Part of the surviving though is that I also learned to live with “less than” in terms of emotional and physical. I learned to live with almost no physical contact or emotional connections. Joy and enjoyment of things became fleeting and I didn’t seek it out. I started to merely exist and survive in my life on an emotional level. Life is all about balances and for me to live with joy and happiness again means that I also have to open myself up to experience all the hurt and the pain. As I work to process and face the painful emotions I need to constantly remind myself that without the balance of joy, my life isn’t living… it’s surviving. And I don’t want to just survive, I want to live. Losing Willie brought to the forefront what I already lived… that life is precious and uncertain. Just getting by every day is not how I wanted to live my life and it still isn’t.

Being a suicide survivor is not what I want to be and I’m not; because to call myself that implies, for me, that I’m not really living, I’m just existing…and that’s no way to live a life.

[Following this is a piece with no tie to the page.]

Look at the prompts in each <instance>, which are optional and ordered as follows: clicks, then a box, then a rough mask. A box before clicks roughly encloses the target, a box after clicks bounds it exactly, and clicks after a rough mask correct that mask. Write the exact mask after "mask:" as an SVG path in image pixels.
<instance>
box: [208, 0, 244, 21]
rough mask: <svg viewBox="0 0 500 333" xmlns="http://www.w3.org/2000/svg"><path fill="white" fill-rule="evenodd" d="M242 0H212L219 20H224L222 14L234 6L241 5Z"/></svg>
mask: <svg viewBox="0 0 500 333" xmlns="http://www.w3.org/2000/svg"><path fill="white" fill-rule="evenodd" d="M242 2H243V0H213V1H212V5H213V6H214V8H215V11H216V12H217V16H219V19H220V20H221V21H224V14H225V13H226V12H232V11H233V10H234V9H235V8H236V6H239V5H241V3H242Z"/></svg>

As I make plans for the upcoming year of things I want to do and places I want to travel to (finally!) I see that a corner is turning and joy is starting to be a consideration for me in my life. The balancing will always be a struggle – I don’t believe the pain will ever diminish to the point that it’s not there every day – but I do believe that I have to be the one to make a conscious choice to keep that balance in check. A work in progress, but at least in the right direction.